The money is intended to help improve the facilities, help them function and provide quality services for the abused survivors and vulnerable youth.
According to the company, the programme also seeks to economically empower survivors identified through these facilities.
The Executive Head of Corporate Yvonne Mfolo said even with the decreased number of latest reported incidents issued by the South African Police Service Crime Statistics, gender-based violence is far from over.
“It is crucial to provide quality and reliable support and services to survivors of gender-based violence in globally, so that survivors don’t rely on informal social support rather than accessing formal services. That’s why we are extending our gender-based violence programme through our long-standing partners who are keen on the needs of communities,” said Mfoto.
Furthermore, she said the programme is critical to the ongoing success of the future wellbeing of the communities.
CEO Tracey Henry from of Tshikululu Social Investment that has partnered with Anglo American Platinum said gender-based violence and femicide are a national crisis, and they demand a national response.
“The private sector has a vital role to play in devising programmes that will raise awareness, lead to action, and result in behavioural change. But we also know this cannot happen overnight, so it’s vital that programmes of this nature are extended, and that we don’t lose momentum,” she said.
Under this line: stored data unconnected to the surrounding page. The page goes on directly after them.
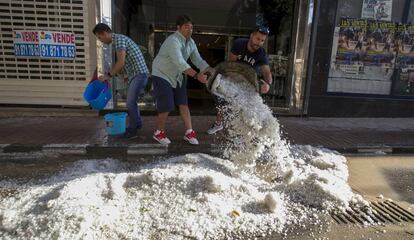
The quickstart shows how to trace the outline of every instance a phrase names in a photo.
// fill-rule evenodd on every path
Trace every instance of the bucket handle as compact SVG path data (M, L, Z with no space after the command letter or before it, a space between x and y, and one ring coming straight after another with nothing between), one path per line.
M104 88L103 92L106 92L110 88L110 85L109 85L109 81L108 80L105 80L104 82L106 84L106 88Z
M91 84L94 81L100 81L100 80L99 79L91 79L88 84ZM108 90L111 85L109 84L108 80L105 80L103 82L106 84L106 87L102 91L106 92L106 90Z

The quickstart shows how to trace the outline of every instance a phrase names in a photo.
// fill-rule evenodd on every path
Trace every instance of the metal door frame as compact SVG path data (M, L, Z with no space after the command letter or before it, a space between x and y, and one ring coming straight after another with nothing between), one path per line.
M289 59L288 73L288 101L286 108L272 108L274 111L287 112L289 114L304 113L305 86L309 80L308 64L310 58L311 33L314 25L316 0L296 0L293 32L292 32L292 56Z

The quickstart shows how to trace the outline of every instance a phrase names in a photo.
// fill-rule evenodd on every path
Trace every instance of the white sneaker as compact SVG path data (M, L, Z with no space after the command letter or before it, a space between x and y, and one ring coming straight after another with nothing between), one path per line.
M171 143L170 139L167 138L165 131L160 131L160 130L155 131L152 138L155 141L161 143L162 145L168 145Z
M191 131L187 132L184 135L184 140L186 140L190 144L198 145L197 134L194 130L191 130Z
M211 128L207 130L207 133L211 135L221 130L223 130L223 124L214 122Z

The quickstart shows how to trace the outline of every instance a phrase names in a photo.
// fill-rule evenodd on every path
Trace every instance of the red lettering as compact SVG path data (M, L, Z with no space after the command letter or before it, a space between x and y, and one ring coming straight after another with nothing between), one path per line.
M52 33L53 42L56 42L56 33Z
M75 35L67 33L52 33L53 42L55 43L75 43Z
M37 32L22 32L22 39L25 42L39 42Z

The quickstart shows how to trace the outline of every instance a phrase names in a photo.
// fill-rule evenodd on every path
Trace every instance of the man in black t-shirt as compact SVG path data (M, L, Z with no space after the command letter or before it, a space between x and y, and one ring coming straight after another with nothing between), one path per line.
M261 30L261 31L259 31ZM270 72L269 60L263 44L266 40L269 30L267 28L257 28L250 34L250 38L239 38L233 43L230 50L229 60L244 62L252 66L257 73L260 73L264 79L260 92L267 93L272 83L272 73Z
M266 37L269 35L269 28L256 27L250 34L250 38L239 38L233 42L233 46L229 53L229 61L244 62L252 66L256 73L263 77L260 86L261 93L267 93L272 84L272 73L269 67L269 60L267 59L266 51L263 44ZM207 130L208 134L214 134L223 129L222 114L220 110L217 111L217 119L213 126Z

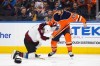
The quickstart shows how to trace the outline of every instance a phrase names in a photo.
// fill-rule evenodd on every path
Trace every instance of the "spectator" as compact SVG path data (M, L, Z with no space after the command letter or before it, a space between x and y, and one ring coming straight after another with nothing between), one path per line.
M31 11L32 21L37 21L37 14L36 11Z
M16 4L16 0L10 0L10 4L12 5L12 6L14 6L15 4Z
M27 8L28 5L29 5L29 1L28 0L23 0L22 3L21 3L22 7L26 7Z
M78 13L86 19L95 19L96 16L96 0L0 0L0 16L20 17L18 20L44 20L50 18L50 13L58 7Z
M89 19L95 19L95 16L96 16L96 0L87 1L87 6L88 6Z
M96 0L91 0L91 3L92 4L96 4Z
M49 9L53 10L55 7L55 0L47 0L47 3L49 5ZM52 5L52 6L51 6Z
M27 9L29 17L32 18L33 21L37 20L36 8L34 7L34 3L32 2L30 7Z
M46 10L49 10L49 5L46 1L43 2L43 8L45 8Z
M88 7L87 7L85 0L77 0L77 3L80 9L80 15L82 15L84 18L88 20L89 19Z
M91 10L90 10L90 19L95 20L96 19L96 4L92 4Z
M10 1L6 1L6 4L3 6L4 16L13 16L14 7L11 5Z
M66 2L67 2L67 1L68 1L68 0L61 0L61 1L60 1L61 7L65 8L65 7L66 7Z
M0 0L0 7L1 7L2 3L3 3L3 0Z
M53 16L53 11L52 10L48 10L47 16L44 18L45 21L50 21L52 16Z
M21 8L22 7L22 0L17 0L16 6Z
M61 0L62 3L62 8L66 11L70 11L71 8L73 7L73 2L71 0Z
M17 5L15 5L12 15L13 16L20 16L20 14L21 14L21 9L19 7L17 7Z
M32 18L27 15L27 10L25 7L21 9L21 15L17 17L19 21L31 21Z
M73 3L73 7L70 10L71 12L80 14L79 7L77 3Z
M37 19L40 21L40 20L44 20L44 18L47 15L47 12L45 8L42 9L41 7L38 7L36 8L36 14L37 14Z
M71 5L67 4L66 7L64 8L65 11L71 11Z
M27 9L28 13L30 13L31 11L34 11L35 7L34 7L34 3L32 2L29 6L29 8Z
M2 15L2 2L3 2L3 0L0 0L0 16Z
M55 3L54 10L57 10L58 8L59 8L59 3L58 3L58 2L56 2L56 3Z
M35 2L35 8L41 7L43 8L43 2L41 0L38 0L37 2Z

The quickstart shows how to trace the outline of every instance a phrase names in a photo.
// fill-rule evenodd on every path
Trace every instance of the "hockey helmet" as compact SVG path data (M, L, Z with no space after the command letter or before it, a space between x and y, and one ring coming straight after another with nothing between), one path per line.
M60 21L60 15L58 13L54 14L54 20Z

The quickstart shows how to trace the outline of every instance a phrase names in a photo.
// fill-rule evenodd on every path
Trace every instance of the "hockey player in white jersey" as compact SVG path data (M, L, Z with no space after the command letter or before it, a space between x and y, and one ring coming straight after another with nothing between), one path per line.
M37 48L41 45L42 40L46 41L47 39L49 39L49 37L44 36L44 33L48 31L50 31L50 26L46 25L45 23L36 25L28 30L24 38L24 44L27 52L23 53L20 51L14 51L12 55L13 59L15 59L16 56L27 59L38 58L39 55L37 55L35 52Z

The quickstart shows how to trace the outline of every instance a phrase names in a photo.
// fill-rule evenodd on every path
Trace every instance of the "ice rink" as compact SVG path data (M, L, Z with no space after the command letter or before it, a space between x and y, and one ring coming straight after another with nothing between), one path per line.
M55 54L52 57L41 55L43 59L22 59L21 64L14 63L10 54L0 54L0 66L100 66L100 55L68 55Z

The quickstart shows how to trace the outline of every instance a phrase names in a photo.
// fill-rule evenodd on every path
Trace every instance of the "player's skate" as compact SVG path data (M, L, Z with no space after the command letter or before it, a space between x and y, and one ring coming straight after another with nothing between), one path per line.
M74 57L74 54L72 52L68 52L70 57Z
M12 53L12 58L15 59L17 56L19 56L21 52L14 50L14 52Z
M35 57L36 57L36 58L40 58L40 56L41 56L41 55L35 54Z
M50 52L49 54L48 54L48 57L51 57L52 55L54 55L56 52Z

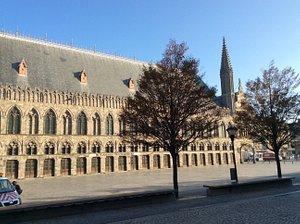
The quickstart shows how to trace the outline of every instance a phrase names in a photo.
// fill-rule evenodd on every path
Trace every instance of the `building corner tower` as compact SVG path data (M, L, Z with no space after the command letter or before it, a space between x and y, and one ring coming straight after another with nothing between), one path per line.
M221 90L222 90L222 104L224 107L230 109L230 113L232 115L235 112L233 71L230 64L230 58L227 52L227 47L226 47L226 42L224 37L223 37L220 78L221 78Z

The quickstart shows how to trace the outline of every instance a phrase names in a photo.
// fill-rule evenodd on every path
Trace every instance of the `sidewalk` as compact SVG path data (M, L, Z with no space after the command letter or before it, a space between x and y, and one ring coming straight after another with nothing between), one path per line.
M181 197L206 195L204 184L230 183L232 166L179 168ZM283 176L295 176L300 182L300 161L281 163ZM249 179L276 177L275 162L244 163L238 165L240 182ZM35 178L18 181L23 188L22 206L41 205L65 200L113 197L124 194L154 192L173 188L172 169L130 171L74 177Z

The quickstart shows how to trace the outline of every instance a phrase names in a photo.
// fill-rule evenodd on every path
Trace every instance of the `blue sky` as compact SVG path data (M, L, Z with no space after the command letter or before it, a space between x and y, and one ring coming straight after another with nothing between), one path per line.
M299 0L1 0L0 29L148 62L186 42L220 92L222 38L245 83L271 60L300 73Z

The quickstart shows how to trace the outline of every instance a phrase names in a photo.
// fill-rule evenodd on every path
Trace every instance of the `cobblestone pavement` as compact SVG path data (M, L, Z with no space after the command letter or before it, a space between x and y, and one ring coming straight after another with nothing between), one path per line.
M300 223L300 191L208 206L183 208L165 214L115 222L119 224L232 224L232 223ZM96 220L95 220L96 221Z
M285 189L206 197L203 184L229 181L231 166L179 169L179 200L101 209L92 213L36 220L35 224L90 223L300 223L300 162L282 162L284 176L295 176ZM238 166L240 182L276 177L275 163L245 163ZM24 204L172 188L172 170L151 170L106 175L27 179ZM44 196L36 194L43 193ZM22 194L23 195L23 194ZM22 205L24 206L24 205ZM27 222L29 224L32 222Z
M218 197L189 197L101 209L23 224L243 224L300 223L300 186Z
M281 163L283 176L295 176L300 182L300 161ZM205 195L203 184L229 183L230 165L179 168L181 197ZM238 165L240 182L276 177L274 162ZM34 178L18 181L23 188L23 205L44 204L89 197L116 196L172 189L172 169L129 171L99 175Z

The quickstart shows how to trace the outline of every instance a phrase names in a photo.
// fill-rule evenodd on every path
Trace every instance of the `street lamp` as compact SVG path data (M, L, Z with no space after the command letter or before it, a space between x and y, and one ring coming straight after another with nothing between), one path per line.
M231 179L235 179L235 182L238 183L239 181L238 181L236 161L235 161L235 152L234 152L234 138L235 138L236 133L237 133L237 128L234 127L234 126L229 126L227 128L227 132L228 132L229 137L231 139L232 151L233 151L233 164L234 164L234 175L235 175L235 178L231 178Z
M243 163L242 148L243 148L243 146L241 146L241 148L240 148L240 164Z

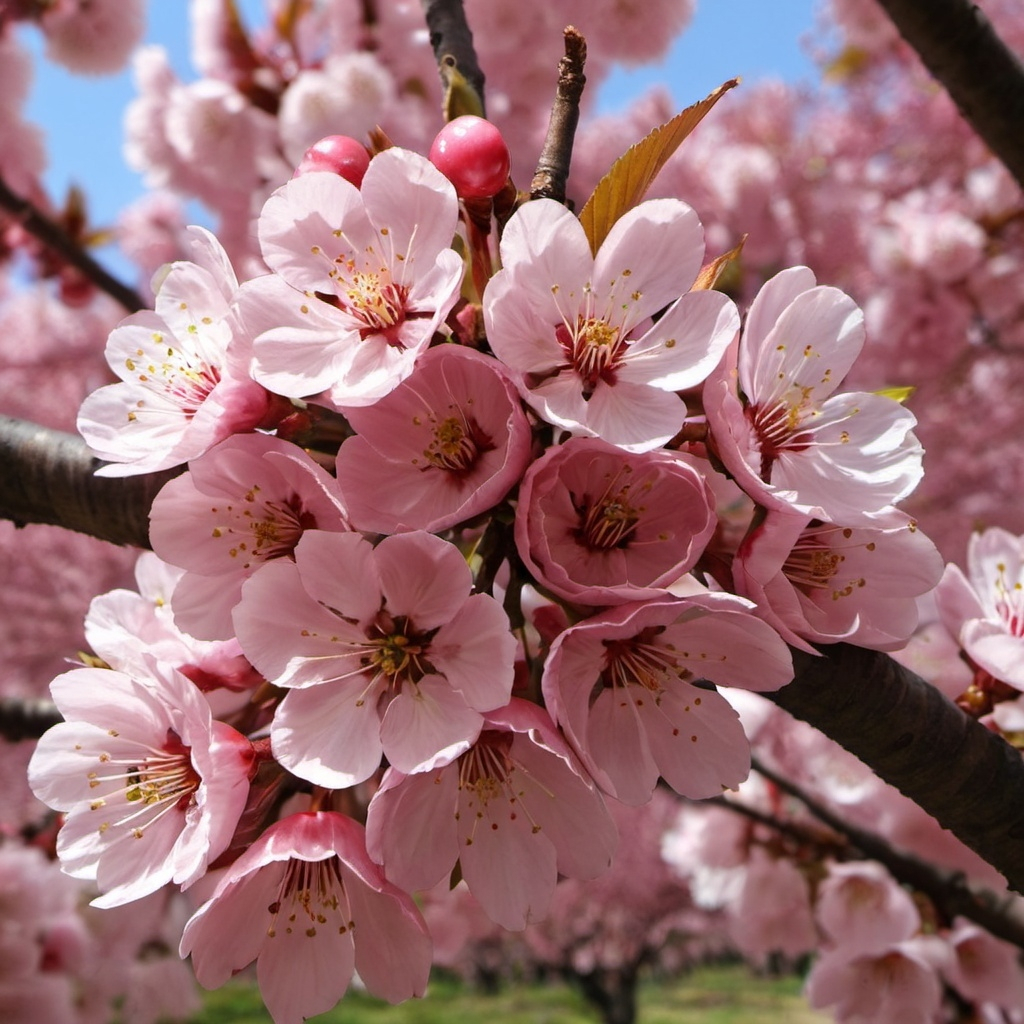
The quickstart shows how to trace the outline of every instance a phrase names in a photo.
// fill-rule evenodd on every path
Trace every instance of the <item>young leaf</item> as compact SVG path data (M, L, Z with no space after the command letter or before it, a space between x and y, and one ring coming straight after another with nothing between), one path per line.
M701 267L700 273L697 275L697 280L693 282L693 286L690 288L692 292L710 291L718 284L718 279L722 276L722 272L728 269L733 263L740 258L740 253L743 251L743 246L747 241L747 236L744 235L739 245L735 248L730 249L728 252L723 252L721 256L716 256L706 266Z
M612 169L597 183L594 194L580 211L580 223L592 252L596 253L601 247L612 225L643 199L658 171L704 115L736 85L739 85L738 78L720 85L699 103L655 128L612 164Z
Crime stats reports states that every day in South Africa three children and 10 women are killed, and 160 women are assaulted with the intent to cause grievous bodily harm.
And, while those same statistics point to an overall decrease in South Africa’s gender-based violence figures, with sexual offences decreasing by 35.9% between July and September this year, and the murder of women and children decreasing by 10.9% and 7.0% respectively in the same period, the numbers are still unacceptably high.
The programme has reached to 17 750 through door-to-door interventions, men and boys’ dialogues, gender-based violence campaigns and response efforts such as psychosocial and legal support.